Yesterday, we tested Grok 4.5 that had just come out. At first, we were disappointed. But then one of our engineers looked more closely.
I head the AI research department at XBOW, a cybersecurity company specializing in autonomous pentesting. Model choice is a big topic here, and when new models come out, we’re usually among the first to benchmark them on our cybersecurity benchmarks.
So when Grok 4.5 was pushed out, I was curious – its direct predecessor hadn’t performed particularly well, but the Grok series had had some strong contenders in the past, and “trained alongside Cursor”.... Well, it can’t hurt, can it. Especially an agent that needs to address fiddly code problems could well profit from it.
The numbers in our first test were a mixed bag: it seemed effective, but not efficient. Meaning it could solve most problems we gave it, but it spent a whole lot of money on the way. We might have discarded it right there, but something didn’t feel right, given that its per-token price actually sounded quite reasonable. Where was it spending the money?

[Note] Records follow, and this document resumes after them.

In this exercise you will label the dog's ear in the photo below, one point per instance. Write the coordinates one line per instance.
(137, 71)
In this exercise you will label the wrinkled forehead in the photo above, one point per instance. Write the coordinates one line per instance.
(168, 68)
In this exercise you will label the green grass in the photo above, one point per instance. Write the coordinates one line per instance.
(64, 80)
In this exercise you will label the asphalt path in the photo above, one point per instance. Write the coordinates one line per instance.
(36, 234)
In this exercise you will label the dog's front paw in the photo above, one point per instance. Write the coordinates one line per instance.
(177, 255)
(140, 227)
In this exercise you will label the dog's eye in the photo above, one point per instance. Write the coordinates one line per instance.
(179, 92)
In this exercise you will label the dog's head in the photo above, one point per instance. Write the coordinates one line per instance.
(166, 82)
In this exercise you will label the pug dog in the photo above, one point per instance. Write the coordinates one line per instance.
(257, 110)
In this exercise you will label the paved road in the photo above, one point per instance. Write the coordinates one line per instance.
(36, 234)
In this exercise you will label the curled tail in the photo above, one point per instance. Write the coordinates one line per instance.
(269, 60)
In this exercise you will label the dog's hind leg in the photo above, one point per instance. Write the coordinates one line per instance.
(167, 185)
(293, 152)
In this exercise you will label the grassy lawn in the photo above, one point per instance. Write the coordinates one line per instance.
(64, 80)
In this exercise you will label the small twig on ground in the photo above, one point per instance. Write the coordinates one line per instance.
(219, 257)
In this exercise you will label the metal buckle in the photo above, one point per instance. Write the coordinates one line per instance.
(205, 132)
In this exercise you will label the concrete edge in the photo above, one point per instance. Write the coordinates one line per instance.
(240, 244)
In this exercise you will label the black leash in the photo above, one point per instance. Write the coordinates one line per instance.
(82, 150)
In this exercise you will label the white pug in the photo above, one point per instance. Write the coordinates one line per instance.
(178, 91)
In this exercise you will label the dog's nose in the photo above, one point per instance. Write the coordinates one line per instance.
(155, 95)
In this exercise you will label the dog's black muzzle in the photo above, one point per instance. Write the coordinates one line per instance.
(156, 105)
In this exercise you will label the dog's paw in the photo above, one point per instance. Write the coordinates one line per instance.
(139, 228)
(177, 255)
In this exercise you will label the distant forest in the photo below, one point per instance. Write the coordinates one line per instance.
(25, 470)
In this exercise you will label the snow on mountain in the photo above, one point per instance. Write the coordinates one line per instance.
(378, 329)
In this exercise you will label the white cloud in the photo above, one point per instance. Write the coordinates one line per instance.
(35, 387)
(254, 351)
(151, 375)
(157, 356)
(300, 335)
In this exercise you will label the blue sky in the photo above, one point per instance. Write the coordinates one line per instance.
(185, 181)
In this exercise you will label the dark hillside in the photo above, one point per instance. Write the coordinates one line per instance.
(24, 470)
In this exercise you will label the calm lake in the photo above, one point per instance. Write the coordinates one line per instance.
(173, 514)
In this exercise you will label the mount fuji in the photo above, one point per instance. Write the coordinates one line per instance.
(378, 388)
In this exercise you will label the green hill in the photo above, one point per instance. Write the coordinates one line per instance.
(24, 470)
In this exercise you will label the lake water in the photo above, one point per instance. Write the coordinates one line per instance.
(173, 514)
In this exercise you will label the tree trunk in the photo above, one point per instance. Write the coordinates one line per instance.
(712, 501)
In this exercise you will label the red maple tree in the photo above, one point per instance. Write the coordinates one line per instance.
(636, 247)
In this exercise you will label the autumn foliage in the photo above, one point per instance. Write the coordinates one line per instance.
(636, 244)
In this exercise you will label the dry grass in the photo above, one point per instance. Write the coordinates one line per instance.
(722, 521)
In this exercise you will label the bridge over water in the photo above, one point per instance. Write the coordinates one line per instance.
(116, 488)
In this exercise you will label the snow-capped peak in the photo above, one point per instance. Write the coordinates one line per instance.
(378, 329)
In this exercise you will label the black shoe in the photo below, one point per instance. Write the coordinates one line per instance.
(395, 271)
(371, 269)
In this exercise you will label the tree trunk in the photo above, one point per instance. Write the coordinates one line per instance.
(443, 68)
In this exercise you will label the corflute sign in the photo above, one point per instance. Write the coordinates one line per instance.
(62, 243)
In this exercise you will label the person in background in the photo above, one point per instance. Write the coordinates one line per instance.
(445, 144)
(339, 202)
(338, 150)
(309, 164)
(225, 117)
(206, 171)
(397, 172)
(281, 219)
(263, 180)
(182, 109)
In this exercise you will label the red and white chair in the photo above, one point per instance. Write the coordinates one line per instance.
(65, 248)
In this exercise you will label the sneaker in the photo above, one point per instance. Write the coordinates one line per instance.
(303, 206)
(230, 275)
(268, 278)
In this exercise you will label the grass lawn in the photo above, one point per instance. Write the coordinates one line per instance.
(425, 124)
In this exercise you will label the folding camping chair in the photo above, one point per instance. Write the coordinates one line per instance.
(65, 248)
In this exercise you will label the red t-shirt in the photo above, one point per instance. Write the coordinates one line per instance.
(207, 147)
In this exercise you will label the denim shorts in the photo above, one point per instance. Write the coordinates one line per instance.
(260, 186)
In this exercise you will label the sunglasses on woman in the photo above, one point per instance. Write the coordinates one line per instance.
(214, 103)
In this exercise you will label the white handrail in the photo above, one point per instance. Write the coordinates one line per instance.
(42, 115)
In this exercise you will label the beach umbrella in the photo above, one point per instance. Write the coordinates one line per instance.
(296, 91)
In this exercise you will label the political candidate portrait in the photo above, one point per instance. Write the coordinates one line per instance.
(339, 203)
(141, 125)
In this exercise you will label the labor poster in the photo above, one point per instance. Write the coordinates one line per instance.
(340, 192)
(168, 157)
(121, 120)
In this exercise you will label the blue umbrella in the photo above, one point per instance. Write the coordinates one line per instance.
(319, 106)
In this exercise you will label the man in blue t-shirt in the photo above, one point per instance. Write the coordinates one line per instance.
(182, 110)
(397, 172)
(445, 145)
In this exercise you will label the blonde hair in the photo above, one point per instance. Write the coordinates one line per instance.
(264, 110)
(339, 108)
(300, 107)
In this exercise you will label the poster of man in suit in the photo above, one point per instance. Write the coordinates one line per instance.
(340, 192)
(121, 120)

Our agent traces looked normal. But Bjørn Christian Skov Jensen discovered an interesting anomaly: the model wasn’t failing the tasks – it was failing the calls. It would call out for a completion, but the returned string was unparseable, so it had to retry. Usually several times. So we paid double and triplicate for each turn of our agents. All because Grok really chafed under the yaml format we instructed it to give its answers in.
That didn’t degrade performance – whenever it messed up (i.e. often) and an immediate retry didn’t work, we’d instruct it with more details about its format errors, and eventually it would get it right. The funny thing was: these answers were actually really clever, it’s just that for the life of it the model couldn’t bring itself to obey our formatting instructions.
Of course, nowadays a model answer shouldn’t need to be parsed: tool calling should enforce the right format by itself. It’s just that we hadn’t used Grok in production for a while, and our Grok connector had gone a bit stale. So that option wasn’t available anymore, and we automatically fell back to our original way of talking to the models, and that was in yaml strings.
Once we updated the model backend, the test went swimmingly: Grok was just as clever, but now it also was also bang for buck.
At the end of the day, what remains is a lesson: AI has come a long way, but individual models still have individual quirks, systems can fail in unique and unexpected ways, and you can’t just run a new eval hands-off: you need to keep your eyes on the ball. Or the benchmark.